A historic building in Lavenham village, Suffolk
Lavenham, Suffolk © Historic England
Lavenham, Suffolk © Historic England

Developing a National Research Framework for the Historic Built Environment

A project to pull together different strands of research about England's built historic environment.

Historic England supports the development of a range of research strategies, plans and frameworks. These cover different themes, geographic areas and periods of time. But all have the following main aims in common, to:

  • promote research
  • aid the strategic co-ordination of research
  • advocate for and prioritise funding
  • inform decision making and the assessment of significance
  • provide a research focus for development-led investigations
  • support more collaborative and partnership working.

For more information see our Research Frameworks pages.

Why develop a national historic built environment research framework?

The idea to create a national research framework for the historic built environment is driven by a need to improve the strategic co-ordination of research and, in particular to provide a research focus for investigations undertaken through the planning system. But why do we need to create a specific national research framework?

The existing research frameworks do not fully serve the needs of architectural historians and others engaged in investigating the historic built environment. Although the historic built environment has been integrated into a number of recent frameworks, there is still a perception that they are archaeology based, created by and for archaeologists. The Regional Frameworks tend to be based on broad periods, beginning with prehistory and running through to the present day. Inevitably, historic built environment research priorities tend to be compressed into the last few pages or final chapter of the published documents.

A lot of research on buildings also cuts across regional boundaries – for example the works of a particular architect or a specific building type. The national context is also important when assessing significance, - for example, for listing purposes.

To move forward with this, Historic England funded the HistBEKE project to consult with the sector and to start the process of developing a framework.

HistBEKE

HistBEKE (Historic Built Environment Knowledge Exchange) was a University of Liverpool project funded by Historic England’s Heritage Protection Commissions.  The aim of the project was to begin the process of developing a national research framework in England and to establish the foundations of a collaborative network to take this forward. 

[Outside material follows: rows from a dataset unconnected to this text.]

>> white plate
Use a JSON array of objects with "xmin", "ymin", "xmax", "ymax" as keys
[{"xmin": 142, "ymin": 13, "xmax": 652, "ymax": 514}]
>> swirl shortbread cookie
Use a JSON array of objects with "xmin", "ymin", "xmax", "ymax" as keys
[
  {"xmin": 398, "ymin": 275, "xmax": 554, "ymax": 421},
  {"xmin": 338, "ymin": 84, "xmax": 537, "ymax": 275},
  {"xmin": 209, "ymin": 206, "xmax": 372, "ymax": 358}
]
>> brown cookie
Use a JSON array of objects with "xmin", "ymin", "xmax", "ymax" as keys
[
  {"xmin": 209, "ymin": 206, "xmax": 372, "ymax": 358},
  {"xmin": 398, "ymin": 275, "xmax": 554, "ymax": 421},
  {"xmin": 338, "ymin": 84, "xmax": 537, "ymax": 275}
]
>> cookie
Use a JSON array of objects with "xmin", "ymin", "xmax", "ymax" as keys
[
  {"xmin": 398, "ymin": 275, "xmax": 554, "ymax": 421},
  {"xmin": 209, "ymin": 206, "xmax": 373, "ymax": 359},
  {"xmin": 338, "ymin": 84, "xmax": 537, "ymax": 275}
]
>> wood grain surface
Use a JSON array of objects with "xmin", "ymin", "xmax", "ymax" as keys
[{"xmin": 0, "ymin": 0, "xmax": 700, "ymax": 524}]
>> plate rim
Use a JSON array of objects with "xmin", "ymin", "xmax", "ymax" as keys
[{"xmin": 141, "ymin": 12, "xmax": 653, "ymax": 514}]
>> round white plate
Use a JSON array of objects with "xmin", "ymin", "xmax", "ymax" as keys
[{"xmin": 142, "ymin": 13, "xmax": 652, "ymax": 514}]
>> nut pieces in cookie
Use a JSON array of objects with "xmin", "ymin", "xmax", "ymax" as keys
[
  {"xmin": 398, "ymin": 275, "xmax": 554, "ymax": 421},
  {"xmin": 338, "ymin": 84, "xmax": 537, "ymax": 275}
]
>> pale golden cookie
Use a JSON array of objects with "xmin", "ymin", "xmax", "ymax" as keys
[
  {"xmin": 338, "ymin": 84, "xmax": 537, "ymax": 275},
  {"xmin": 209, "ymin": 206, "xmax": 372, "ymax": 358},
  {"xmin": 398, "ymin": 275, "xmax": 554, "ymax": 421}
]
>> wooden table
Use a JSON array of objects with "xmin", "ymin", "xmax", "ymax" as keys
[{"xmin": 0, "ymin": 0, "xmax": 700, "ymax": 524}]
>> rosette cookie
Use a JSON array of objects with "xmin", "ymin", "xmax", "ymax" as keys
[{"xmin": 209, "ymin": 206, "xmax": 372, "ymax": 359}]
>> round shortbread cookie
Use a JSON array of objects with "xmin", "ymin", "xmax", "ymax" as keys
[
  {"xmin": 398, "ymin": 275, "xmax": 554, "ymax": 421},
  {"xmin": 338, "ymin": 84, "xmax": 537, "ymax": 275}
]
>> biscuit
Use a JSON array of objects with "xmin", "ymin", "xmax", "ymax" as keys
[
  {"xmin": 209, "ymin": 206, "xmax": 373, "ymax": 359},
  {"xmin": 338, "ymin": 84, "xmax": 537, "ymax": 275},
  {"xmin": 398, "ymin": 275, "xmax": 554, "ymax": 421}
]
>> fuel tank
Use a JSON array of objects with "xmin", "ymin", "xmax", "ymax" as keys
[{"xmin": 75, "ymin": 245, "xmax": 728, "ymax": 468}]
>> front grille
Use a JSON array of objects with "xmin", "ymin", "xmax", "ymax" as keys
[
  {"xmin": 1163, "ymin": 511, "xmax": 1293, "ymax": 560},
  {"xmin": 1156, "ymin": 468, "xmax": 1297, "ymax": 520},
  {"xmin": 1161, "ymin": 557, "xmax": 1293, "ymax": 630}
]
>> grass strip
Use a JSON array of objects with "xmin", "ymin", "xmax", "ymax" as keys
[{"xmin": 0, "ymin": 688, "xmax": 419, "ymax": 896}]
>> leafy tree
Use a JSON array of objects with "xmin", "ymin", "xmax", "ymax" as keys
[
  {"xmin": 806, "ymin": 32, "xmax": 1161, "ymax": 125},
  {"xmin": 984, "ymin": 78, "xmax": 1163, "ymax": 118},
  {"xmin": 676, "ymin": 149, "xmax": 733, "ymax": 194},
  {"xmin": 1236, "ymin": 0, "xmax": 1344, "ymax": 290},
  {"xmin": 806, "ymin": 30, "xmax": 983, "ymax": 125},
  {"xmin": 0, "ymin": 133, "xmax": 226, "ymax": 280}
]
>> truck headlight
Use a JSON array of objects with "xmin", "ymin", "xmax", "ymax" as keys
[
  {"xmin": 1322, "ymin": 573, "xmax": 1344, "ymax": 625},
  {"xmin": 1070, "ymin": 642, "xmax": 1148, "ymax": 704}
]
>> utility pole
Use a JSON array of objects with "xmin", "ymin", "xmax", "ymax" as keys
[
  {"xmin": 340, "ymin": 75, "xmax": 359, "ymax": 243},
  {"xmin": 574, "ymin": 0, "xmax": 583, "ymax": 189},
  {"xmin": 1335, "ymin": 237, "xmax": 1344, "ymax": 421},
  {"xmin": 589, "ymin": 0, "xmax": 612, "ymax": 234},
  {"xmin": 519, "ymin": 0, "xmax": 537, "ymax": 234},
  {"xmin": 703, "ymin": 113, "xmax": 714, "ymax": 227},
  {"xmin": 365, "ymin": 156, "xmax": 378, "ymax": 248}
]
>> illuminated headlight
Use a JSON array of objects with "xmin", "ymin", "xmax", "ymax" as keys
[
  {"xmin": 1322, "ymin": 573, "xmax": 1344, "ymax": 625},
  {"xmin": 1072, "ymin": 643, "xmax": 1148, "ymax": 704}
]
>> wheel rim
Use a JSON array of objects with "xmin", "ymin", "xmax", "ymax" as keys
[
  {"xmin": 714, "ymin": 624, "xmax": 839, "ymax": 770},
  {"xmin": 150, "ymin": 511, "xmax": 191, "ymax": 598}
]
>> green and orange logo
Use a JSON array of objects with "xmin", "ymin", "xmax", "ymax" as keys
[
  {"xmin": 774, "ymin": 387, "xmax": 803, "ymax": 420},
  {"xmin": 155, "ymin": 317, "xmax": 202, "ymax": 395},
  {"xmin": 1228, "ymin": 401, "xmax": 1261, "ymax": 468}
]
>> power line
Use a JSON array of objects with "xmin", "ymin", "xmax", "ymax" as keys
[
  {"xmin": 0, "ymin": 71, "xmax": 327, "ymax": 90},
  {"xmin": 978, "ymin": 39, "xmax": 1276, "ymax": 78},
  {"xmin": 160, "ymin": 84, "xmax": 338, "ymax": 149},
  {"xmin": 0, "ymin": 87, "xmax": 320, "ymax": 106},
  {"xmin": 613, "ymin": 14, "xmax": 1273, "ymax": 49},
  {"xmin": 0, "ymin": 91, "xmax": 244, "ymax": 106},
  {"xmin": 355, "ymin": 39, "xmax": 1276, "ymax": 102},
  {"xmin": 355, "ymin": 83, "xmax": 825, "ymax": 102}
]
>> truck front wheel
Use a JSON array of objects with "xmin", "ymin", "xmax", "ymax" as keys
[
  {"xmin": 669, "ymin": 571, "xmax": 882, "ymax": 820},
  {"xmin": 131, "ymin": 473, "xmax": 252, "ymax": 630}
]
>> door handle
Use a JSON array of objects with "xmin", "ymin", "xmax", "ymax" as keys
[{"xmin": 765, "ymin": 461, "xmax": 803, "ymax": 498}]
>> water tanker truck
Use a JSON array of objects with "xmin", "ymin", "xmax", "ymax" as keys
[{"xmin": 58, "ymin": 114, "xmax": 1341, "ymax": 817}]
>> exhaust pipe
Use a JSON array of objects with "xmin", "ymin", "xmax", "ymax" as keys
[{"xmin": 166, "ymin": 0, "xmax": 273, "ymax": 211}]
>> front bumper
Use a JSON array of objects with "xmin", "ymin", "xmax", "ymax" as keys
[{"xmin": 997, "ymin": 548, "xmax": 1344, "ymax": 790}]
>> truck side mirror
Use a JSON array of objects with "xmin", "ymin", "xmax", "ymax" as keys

The project involved a review of current literature and wide-ranging consultation with the sector, including surveys, roundtable discussion groups and a seminar day. The project was well received and engaged a large number of stakeholders from across the sector. These included practitioners involved in planning-led investigations, consultants, local authority and national organisations and agencies which commission research, and academia.

The project found that the sector would welcome a research framework to support research, facilitate knowledge exchange, and demonstrate the impact of research.  There was a real desire to improve communication and information sharing on what research was being undertaken and the subsequent results of this research. The framework should be a dynamic online resource, capable of regular update and directly responsive to sectoral needs. In addition, a number of research themes were identified as gaps in knowledge which can start to form the basis of a research framework.   

The project has made a number of recommendations which will enable the creation of an initial research framework and to inform further discussion between Historic England and proposed partners to establish a sustainable network to develop the resource and maintain it into the future.

The recommendations report and a literature review - which has been organised into different thematic categories - can be accessed below.

Next steps

  • The next steps will be to repurpose the information collected from the project to lay the foundations for an online and updatable national research framework. This will be hosted on the forthcoming research frameworks online platform that will enable much better access to the information and a hub to improve knowledge exchange across the historic built environment research community.
  • Historic England will also promote the initiative of creating a research network that would bring together stakeholders across the historic built environment sector. The aim will be to improve collaborative working, the co-creation of resources and tools and the strategic coordination of research.